The case of a 56-year-old woman with excessive bleeding after a cervical electrical excision procedure illustrates the importance of patient preparation for LTA. The patient had no prior history of bleeding before the procedure and she had normal CBC results. On her current medication list were levothyroxine, liothyronine, and lansoprazole, as well as several dietary supplements, each containing many herbal ingredients.

Dr. Wool described the patient’s platelet aggregation responses as generally normal, but with a significantly deficient response to thromboxane analogue U46619: Aggregation reached only to 15 to 30 percent and then platelets completely deaggregated. This shows that the platelet clumps were poorly/weakly made and fell apart under the stirring conditions of the LTA. Responses to other agonists were generally normal.
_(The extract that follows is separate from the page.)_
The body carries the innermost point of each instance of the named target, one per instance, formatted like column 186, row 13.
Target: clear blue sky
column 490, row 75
“She seemed to have an isolated deficiency of response to thromboxane, which is not a common pattern,” Dr. Wool said. “Even more bizarrely, if she had a significantly reduced response to thromboxane, you would think the response to arachidonic acid would be correspondingly reduced, but that’s not what we saw.” The patient’s arachidonic acid response was only mildly reduced and not nearly as much as her response to thromboxane. “It was a strange aggregation pattern with absent response to thromboxane.”

The peripheral blood stain was even odder, he said. The majority of platelets lacked the blue granular staining indicating alpha granules in a Wright-Giemsa–stained blood smear. “There were nicely granular neutrophils, relatively normal red cells, and there was a variety of platelet morphologies. Some of them looked relatively normal with blue granules in them, but most of them were pale, consistent with significant reduction in the alpha granular content.”

Dr. Wool said his team was surprised to see such a severe platelet function defect, called “gray platelet syndrome.” “And the thromboxane response as a standalone abnormality was rather odd. So we asked to do this study again once the patient was not taking her dietary supplements.”